Possible quantum gravity effects on the gravitational deflection of light

TL;DR

This paper explores potential quantum gravity effects on light deflection by proposing two spacetime deformations, deriving their impact on deflection angles, and suggesting observational methods to distinguish these effects.

Contribution

It introduces two novel models of quantum gravity effects on Schwarzschild spacetime and derives their implications for light deflection angles.

Findings

QG effects modify light deflection angles.

Weak and strong QG effects are modeled with different spacetime deformations.

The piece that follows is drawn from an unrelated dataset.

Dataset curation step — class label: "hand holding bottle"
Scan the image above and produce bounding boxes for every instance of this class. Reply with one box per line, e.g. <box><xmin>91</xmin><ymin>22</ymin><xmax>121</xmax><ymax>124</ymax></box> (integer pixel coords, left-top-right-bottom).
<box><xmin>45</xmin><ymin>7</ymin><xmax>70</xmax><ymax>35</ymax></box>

Vacuum energy density relates to spacetime deformation parameter.

Abstract

We investigate possible quantum gravity (QG) effects on the gravitational deflection of light. Two forms of deformation of the Schwarzschild spacetime are proposed. The first ansatz is a given Finslerian line element, it could be regarded as a weak QG effect on the Schwarzschild spacetime. Starting from this ansatz, we deduce the deflection angle of the light ray which passes a weak gravitational source. The second ansatz could be regarded as a strong QG effect on the Schwarzschild spacetime. The deflection angle of the light ray which passes a weak gravitational source is deduced in this Riemannian spacetime. This QG effect may distinguish the mixed light rays in the absence of gravitational source by a "spectroscope" (the gravitational source). The solutions of gravitational field equation in this Riemannian spacetime indicate that the QG effect could be regarded as the vacuum energy and the energy density of vacuum is related to the spacetime deformation parameter.